- Born: Moses Augustino Kiri Gwolo 1973 Lainya County, Yei River State, South Sudan
- Died: 2017 Juba, South Sudan
- Occupations: Politician and military official

= Augustino Kiri Gwolo =

South Sudanese politician and military officer (1973–2017)

Moses Augustino Kiri Gwolo was a South Sudanese political official who served as the commissioner, the deputy governor of Yei River State as well as a colonel of the South Sudanese Army.

== Biography ==
Moses Augustino Kiri Gwolo was born in 1973 to the Pojulu tribe of Lainya County to a clan called Bereka in the then Yei River State, which now is called Central Equatoria State.

He was later elected as the commissioner of Lainya County.

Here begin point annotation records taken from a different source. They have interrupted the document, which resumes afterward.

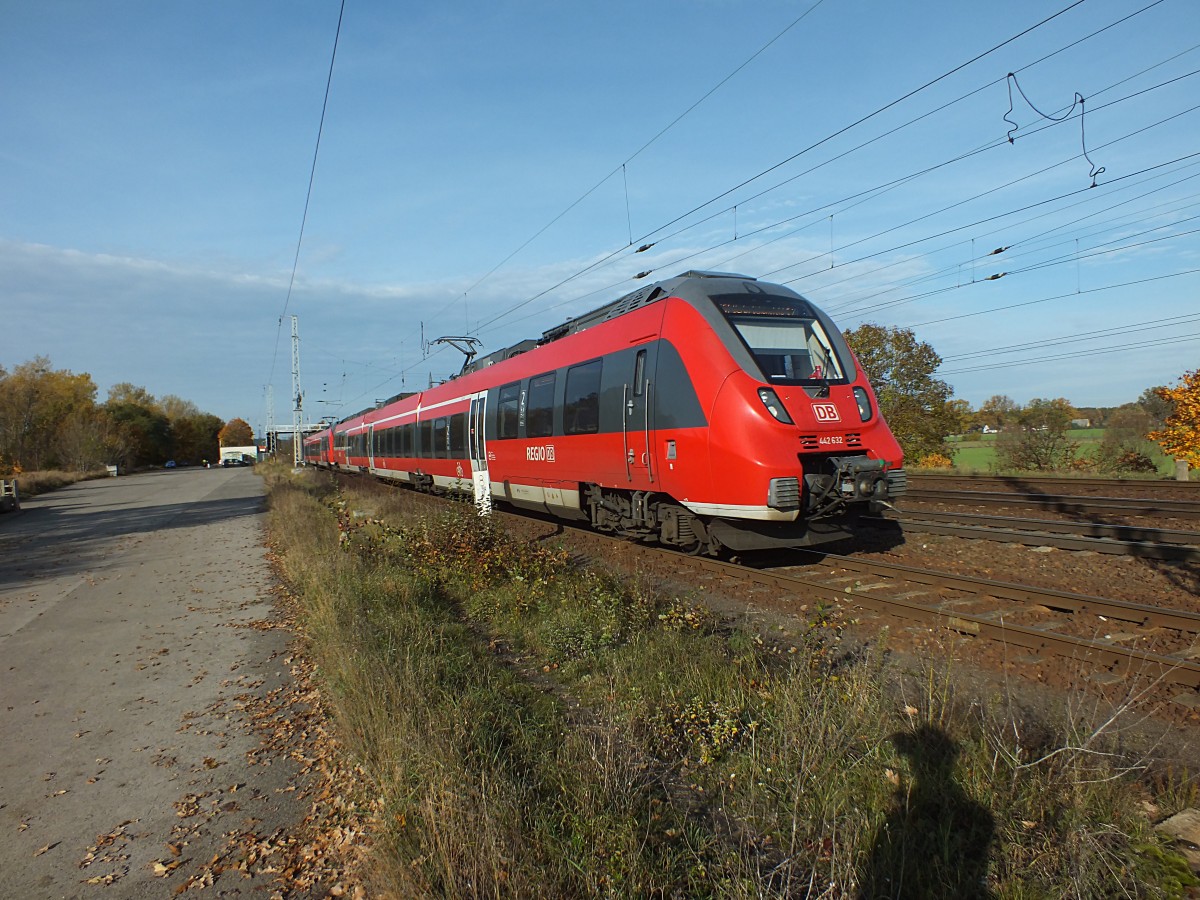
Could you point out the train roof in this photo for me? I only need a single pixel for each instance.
(693, 285)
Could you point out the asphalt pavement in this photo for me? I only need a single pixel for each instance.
(136, 619)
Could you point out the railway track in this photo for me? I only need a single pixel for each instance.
(941, 599)
(1097, 537)
(1045, 484)
(1061, 503)
(937, 599)
(921, 595)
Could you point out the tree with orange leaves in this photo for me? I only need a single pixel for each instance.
(1180, 435)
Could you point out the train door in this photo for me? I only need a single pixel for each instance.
(478, 448)
(637, 425)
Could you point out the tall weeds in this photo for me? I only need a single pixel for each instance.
(535, 729)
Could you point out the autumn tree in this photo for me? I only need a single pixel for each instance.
(1180, 435)
(37, 402)
(1125, 445)
(916, 405)
(1157, 406)
(237, 433)
(996, 412)
(143, 431)
(1038, 441)
(193, 435)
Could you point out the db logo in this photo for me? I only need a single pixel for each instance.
(826, 413)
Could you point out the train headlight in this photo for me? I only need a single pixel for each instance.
(864, 403)
(771, 400)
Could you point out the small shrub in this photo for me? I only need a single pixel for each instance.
(935, 461)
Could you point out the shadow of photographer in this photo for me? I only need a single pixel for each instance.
(935, 840)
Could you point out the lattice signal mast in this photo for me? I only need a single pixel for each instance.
(297, 395)
(270, 419)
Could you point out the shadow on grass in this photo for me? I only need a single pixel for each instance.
(934, 841)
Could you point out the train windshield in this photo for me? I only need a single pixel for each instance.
(785, 336)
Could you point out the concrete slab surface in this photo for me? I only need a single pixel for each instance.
(132, 617)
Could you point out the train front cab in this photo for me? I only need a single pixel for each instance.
(796, 442)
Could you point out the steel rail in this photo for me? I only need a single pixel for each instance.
(1063, 503)
(1144, 615)
(928, 523)
(1152, 486)
(1119, 660)
(1087, 529)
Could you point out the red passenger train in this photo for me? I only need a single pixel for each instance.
(707, 411)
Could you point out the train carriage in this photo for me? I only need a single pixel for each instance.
(707, 411)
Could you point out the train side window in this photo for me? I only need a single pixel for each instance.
(508, 409)
(540, 406)
(581, 405)
(459, 436)
(439, 438)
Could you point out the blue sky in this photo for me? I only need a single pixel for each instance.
(489, 168)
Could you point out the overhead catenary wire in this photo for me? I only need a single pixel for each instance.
(877, 112)
(307, 198)
(606, 259)
(863, 195)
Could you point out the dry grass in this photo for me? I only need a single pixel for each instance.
(539, 730)
(31, 484)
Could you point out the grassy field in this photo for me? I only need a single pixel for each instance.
(539, 729)
(976, 454)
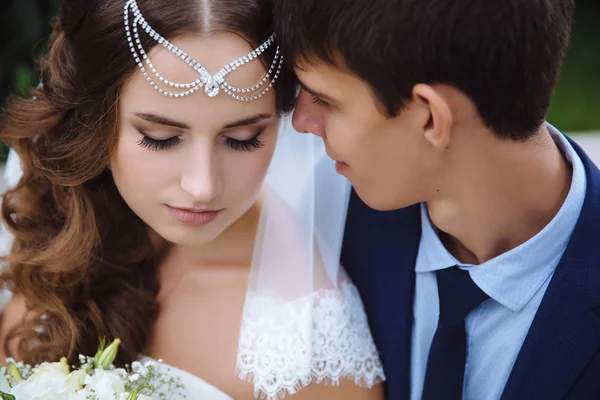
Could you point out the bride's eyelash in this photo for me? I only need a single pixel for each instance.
(252, 144)
(150, 143)
(319, 101)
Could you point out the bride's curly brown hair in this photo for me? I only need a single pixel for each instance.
(81, 258)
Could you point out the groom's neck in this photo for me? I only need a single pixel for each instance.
(501, 194)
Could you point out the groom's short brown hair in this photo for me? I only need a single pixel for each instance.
(505, 55)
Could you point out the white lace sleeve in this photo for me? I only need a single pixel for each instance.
(279, 355)
(303, 319)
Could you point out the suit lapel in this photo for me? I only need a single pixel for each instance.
(379, 253)
(565, 333)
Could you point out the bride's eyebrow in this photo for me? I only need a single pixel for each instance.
(248, 121)
(160, 120)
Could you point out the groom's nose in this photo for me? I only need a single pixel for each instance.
(308, 117)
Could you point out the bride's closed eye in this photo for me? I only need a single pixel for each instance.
(150, 143)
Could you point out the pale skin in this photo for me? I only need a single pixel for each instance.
(204, 275)
(484, 194)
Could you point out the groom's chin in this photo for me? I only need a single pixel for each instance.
(382, 200)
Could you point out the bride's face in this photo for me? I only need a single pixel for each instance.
(189, 167)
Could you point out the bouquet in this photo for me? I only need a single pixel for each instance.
(95, 378)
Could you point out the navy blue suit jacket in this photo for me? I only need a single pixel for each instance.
(560, 358)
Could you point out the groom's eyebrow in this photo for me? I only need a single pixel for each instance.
(315, 93)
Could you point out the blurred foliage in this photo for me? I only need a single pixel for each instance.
(576, 103)
(25, 25)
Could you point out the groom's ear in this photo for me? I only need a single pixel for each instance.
(437, 128)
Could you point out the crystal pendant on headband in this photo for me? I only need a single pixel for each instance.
(211, 88)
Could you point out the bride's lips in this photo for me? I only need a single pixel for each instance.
(193, 217)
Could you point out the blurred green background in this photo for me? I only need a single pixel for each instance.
(24, 27)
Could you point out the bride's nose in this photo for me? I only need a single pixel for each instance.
(200, 177)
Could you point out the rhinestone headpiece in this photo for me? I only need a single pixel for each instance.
(213, 84)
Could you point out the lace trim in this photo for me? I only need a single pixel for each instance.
(279, 352)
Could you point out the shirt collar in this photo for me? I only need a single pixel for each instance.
(513, 278)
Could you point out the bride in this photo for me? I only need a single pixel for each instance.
(154, 206)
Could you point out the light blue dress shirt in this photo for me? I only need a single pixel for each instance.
(515, 281)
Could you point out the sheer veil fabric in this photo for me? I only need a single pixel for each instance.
(303, 321)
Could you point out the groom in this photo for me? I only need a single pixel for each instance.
(484, 282)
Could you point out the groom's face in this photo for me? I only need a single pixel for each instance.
(388, 160)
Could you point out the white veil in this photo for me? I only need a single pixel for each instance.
(303, 320)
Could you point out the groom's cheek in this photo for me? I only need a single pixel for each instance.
(306, 118)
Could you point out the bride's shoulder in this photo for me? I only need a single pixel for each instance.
(346, 390)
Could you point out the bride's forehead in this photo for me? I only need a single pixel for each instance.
(213, 52)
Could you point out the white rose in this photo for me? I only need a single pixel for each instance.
(106, 384)
(49, 371)
(4, 385)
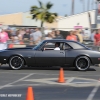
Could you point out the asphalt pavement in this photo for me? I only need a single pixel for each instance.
(79, 85)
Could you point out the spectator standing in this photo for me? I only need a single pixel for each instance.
(36, 36)
(26, 36)
(79, 36)
(87, 34)
(71, 36)
(97, 38)
(48, 36)
(15, 38)
(58, 35)
(3, 39)
(21, 33)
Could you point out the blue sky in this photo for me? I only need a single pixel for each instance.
(62, 7)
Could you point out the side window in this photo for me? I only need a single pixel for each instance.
(49, 46)
(66, 46)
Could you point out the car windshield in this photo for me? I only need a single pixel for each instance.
(37, 46)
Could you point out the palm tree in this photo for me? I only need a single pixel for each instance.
(43, 13)
(83, 2)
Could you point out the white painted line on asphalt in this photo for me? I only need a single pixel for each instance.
(1, 87)
(93, 92)
(12, 73)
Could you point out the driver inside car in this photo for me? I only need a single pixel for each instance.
(57, 44)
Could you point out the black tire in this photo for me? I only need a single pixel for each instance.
(82, 63)
(16, 62)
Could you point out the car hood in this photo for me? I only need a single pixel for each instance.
(19, 48)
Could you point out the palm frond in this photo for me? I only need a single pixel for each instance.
(49, 5)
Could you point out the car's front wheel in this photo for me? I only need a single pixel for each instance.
(16, 62)
(82, 63)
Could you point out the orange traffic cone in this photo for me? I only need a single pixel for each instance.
(10, 46)
(61, 76)
(30, 95)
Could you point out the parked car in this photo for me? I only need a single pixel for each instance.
(71, 54)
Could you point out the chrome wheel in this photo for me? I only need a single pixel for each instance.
(82, 63)
(16, 62)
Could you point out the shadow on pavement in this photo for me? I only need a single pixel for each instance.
(47, 68)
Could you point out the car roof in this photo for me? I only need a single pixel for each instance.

== Leadership and administration ==
Augustino Kiri Gwolo entered public office as Commissioner of Lainya County in Central Equatoria State, where he faced significant security challenges along the accident-prone Yei–Lainya highway. In March 2016, following reports of multiple civilian deaths and violence against women, Commissioner Kiri deployed local security patrols and urged community cooperation with authorities to calm the situation. Later that year, Governor David Lokonga Moses appointed him Deputy Governor of Yei River State while he continued to hold the rank of Colonel in the South Sudanese Army. He was sworn into office after being considered by the Church a leader. In his dual civilian and military roles, he worked to improve regional security and civic governance, drawing recognition for his direct leadership during turbulent times. State authorities publicly described him as a respected and disciplined leader at his funeral, where Governor Lokonga also called on residents to follow Kiri’s commitment to peace.

== Contributions ==
Moses Augustino Kiri Gwolo was a social activist who contributed to the well being of Yei River State including voicing the concerns of his people over the years he served in office and making amends to provide their needs. Commissioner of Lainya County & Representative of the Government of Central Equatoria State, Moses Augustino Kiri Gwolo voiced the concerns of the local people. According to Radio Tamzuj, he reportedly advocated for his county to be attended to due to the fact that there were children dying every week because of a lack of healthcare in the county.

== Death ==
In 2017, Moses Augustino Kiri Gwolo died after being diagnosed with yellow fever in the Juba Medical Complex.